Department of Chemistry and Chemical Biology, Harvard University, Cambridge, MA 02138.
John A. Paulson School of Engineering and Applied Sciences, Harvard University, Cambridge, MA 02138.
Proc Natl Acad Sci U S A. 2024 Jun 4;121(23):e2314518121. doi: 10.1073/pnas.2314518121. Epub 2024 May 31.

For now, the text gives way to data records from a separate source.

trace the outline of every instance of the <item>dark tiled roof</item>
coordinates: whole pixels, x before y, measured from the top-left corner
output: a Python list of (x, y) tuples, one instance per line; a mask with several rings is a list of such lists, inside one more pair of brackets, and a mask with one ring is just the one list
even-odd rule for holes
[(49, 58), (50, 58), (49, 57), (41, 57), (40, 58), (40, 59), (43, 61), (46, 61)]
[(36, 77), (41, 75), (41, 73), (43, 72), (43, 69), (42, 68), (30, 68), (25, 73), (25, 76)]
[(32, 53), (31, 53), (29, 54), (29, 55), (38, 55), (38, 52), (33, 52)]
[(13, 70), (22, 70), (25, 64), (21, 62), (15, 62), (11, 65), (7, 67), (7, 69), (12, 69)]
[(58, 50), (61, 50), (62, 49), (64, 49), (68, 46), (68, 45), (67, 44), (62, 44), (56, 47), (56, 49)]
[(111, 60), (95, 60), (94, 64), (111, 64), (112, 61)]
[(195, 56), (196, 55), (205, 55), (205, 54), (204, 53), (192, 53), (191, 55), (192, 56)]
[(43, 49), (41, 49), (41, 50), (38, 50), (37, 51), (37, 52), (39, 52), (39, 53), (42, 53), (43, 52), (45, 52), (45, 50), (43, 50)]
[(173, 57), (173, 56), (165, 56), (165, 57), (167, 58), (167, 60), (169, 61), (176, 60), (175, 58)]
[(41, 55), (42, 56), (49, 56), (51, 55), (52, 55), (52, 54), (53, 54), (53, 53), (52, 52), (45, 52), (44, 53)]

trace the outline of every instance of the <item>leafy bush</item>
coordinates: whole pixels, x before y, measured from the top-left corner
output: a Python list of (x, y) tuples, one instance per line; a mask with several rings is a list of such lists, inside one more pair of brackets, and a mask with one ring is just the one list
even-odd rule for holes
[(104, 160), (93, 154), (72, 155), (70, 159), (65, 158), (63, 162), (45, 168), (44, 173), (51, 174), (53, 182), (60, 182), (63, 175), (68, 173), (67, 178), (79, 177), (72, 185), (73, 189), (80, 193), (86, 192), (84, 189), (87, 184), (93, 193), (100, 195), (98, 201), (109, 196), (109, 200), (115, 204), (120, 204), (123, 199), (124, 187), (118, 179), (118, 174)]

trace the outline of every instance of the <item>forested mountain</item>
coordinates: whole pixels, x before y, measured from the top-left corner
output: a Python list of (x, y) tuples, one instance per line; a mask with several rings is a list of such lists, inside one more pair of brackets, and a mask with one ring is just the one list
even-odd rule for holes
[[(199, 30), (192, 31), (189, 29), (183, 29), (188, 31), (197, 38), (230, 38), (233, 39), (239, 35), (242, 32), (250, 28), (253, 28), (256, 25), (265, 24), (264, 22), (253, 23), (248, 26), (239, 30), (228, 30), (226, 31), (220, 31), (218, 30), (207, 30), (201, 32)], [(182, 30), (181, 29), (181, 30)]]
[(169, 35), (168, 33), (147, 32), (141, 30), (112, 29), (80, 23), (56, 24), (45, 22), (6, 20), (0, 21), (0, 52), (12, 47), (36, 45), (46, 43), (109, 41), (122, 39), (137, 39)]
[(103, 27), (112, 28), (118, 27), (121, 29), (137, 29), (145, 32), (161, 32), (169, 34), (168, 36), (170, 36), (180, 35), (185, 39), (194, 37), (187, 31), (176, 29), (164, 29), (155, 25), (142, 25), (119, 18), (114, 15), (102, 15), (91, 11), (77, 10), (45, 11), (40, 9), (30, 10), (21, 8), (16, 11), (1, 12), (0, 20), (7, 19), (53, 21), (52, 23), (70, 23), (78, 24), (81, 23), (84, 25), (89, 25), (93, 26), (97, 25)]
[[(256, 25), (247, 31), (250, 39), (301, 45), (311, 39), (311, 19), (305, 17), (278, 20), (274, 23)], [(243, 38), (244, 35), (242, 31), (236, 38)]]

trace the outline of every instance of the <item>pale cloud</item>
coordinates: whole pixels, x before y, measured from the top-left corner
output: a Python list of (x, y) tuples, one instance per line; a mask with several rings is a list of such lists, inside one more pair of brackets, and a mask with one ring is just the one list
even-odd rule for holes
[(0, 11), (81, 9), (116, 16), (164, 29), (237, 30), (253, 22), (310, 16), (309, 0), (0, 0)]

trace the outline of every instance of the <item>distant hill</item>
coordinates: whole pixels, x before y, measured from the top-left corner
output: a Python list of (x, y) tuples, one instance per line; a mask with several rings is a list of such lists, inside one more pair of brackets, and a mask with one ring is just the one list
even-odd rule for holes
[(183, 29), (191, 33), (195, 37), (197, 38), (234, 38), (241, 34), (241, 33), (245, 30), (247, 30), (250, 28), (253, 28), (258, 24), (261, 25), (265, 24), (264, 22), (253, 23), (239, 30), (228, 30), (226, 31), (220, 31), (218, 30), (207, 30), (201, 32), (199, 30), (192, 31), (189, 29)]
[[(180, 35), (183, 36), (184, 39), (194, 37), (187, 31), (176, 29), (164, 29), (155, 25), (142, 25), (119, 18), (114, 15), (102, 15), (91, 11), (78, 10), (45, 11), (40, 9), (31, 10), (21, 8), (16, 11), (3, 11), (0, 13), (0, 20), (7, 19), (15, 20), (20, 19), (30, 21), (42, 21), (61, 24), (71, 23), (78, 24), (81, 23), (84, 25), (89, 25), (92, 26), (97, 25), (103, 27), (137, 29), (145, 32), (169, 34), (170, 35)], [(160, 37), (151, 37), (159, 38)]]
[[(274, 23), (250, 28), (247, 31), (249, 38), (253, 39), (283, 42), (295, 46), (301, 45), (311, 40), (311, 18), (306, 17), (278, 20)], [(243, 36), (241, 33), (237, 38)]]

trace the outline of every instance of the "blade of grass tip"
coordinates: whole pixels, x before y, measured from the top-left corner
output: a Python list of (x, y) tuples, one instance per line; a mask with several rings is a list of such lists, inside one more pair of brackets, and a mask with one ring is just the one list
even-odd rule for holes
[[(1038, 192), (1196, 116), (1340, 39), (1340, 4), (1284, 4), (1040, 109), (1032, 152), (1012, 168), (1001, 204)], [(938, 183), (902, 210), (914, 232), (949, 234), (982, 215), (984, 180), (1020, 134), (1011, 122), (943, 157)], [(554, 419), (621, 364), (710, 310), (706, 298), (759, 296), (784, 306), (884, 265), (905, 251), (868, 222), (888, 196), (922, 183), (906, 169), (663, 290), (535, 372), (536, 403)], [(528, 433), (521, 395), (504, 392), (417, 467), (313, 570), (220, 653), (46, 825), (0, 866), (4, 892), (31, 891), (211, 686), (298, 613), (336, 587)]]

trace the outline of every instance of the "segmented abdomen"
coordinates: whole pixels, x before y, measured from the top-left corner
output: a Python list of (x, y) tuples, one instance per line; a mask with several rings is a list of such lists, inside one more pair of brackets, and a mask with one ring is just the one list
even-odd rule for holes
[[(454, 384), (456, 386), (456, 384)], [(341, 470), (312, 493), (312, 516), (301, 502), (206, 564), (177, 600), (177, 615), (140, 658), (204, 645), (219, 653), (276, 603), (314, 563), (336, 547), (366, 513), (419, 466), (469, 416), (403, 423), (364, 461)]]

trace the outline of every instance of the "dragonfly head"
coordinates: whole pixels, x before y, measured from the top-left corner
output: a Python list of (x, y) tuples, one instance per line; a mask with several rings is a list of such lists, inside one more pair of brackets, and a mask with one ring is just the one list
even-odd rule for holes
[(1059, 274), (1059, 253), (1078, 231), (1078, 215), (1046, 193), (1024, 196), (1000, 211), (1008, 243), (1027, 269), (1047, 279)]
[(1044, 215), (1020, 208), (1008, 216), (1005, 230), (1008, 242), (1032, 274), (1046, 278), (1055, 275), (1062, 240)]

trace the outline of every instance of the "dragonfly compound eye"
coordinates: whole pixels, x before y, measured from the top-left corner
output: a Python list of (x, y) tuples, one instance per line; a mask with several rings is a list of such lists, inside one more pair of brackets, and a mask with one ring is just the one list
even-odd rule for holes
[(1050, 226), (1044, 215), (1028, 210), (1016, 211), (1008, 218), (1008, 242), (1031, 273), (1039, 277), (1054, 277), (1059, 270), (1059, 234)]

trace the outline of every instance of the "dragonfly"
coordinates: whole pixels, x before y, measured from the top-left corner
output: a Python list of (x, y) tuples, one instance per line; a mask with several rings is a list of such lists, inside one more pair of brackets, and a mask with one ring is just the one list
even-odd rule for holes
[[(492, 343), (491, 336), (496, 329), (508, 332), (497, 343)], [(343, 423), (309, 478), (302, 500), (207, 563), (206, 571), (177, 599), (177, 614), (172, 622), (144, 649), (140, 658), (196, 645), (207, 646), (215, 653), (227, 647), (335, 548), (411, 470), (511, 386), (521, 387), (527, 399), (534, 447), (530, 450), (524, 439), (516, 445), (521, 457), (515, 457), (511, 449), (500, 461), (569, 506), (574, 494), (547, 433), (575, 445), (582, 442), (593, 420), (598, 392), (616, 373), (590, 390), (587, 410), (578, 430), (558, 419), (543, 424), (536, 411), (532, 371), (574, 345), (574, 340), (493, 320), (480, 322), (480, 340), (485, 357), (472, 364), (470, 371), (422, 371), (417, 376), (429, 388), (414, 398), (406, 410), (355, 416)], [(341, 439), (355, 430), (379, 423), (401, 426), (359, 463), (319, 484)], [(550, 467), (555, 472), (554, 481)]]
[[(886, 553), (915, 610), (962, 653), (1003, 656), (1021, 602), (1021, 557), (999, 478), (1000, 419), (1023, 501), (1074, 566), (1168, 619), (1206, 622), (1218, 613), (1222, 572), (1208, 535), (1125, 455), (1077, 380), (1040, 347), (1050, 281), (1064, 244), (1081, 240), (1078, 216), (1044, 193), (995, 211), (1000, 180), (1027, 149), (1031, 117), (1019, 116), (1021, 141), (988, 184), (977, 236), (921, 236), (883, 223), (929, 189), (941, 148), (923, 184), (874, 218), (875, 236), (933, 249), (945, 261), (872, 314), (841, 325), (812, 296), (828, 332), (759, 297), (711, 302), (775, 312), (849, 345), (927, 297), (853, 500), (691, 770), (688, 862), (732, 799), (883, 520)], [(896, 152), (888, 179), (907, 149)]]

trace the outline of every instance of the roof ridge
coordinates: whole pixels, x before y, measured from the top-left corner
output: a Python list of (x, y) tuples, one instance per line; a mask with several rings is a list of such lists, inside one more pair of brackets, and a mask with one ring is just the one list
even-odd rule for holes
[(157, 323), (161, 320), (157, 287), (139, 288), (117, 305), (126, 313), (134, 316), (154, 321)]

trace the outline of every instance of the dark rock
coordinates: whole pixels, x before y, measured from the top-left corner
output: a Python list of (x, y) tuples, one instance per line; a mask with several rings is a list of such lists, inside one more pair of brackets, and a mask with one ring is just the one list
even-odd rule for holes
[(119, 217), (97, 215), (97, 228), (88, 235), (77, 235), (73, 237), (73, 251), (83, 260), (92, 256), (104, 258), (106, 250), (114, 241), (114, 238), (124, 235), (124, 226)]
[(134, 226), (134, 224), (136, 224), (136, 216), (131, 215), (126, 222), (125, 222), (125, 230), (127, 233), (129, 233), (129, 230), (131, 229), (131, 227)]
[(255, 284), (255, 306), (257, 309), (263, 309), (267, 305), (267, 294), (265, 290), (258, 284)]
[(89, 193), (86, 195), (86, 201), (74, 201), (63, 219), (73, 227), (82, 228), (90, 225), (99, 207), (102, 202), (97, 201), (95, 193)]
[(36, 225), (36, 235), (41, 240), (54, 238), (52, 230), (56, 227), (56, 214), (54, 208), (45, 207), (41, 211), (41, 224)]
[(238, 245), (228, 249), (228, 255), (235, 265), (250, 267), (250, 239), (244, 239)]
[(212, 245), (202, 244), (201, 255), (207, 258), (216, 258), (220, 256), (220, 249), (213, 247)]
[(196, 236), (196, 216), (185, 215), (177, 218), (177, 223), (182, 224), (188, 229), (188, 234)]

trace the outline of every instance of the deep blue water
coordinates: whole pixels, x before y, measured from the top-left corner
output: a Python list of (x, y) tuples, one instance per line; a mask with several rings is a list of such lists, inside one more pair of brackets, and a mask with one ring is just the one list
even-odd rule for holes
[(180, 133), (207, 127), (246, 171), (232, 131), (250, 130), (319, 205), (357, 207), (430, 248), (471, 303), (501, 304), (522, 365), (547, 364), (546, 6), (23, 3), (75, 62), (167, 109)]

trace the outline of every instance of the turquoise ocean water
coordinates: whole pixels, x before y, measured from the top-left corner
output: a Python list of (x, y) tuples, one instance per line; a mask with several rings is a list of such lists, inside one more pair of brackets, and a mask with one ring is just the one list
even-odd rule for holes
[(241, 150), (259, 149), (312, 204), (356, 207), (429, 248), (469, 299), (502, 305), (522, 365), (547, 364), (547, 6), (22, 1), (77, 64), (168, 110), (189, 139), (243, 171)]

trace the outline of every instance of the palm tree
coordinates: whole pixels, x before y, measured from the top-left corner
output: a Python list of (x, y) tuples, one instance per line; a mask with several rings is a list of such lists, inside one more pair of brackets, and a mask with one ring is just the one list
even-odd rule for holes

SARS-CoV-2 employs its spike protein's receptor binding domain (RBD) to enter host cells. The RBD is constantly subjected to immune responses, while requiring efficient binding to host cell receptors for successful infection. However, our understanding of how RBD's biophysical properties contribute to SARS-CoV-2's epidemiological fitness remains largely incomplete. Through a comprehensive approach, comprising large-scale sequence analysis of SARS-CoV-2 variants and the identification of a fitness function based on binding thermodynamics, we unravel the relationship between the biophysical properties of RBD variants and their contribution to viral fitness. We developed a biophysical model that uses statistical mechanics to map the molecular phenotype space, characterized by dissociation constants of RBD to ACE2, LY-CoV016, LY-CoV555, REGN10987, and S309, onto an epistatic fitness landscape. We validate our findings through experimentally measured and machine learning (ML) estimated binding affinities, coupled with infectivity data derived from population-level sequencing. Our analysis reveals that this model effectively predicts the fitness of novel RBD variants and can account for the epistatic interactions among mutations, including explaining the later reversal of Q493R. Our study sheds light on the impact of specific mutations on viral fitness and delivers a tool for predicting the future epidemiological trajectory of previously unseen or emerging low-frequency variants. These insights offer not only greater understanding of viral evolution but also potentially aid in guiding public health decisions in the battle against COVID-19 and future pandemics.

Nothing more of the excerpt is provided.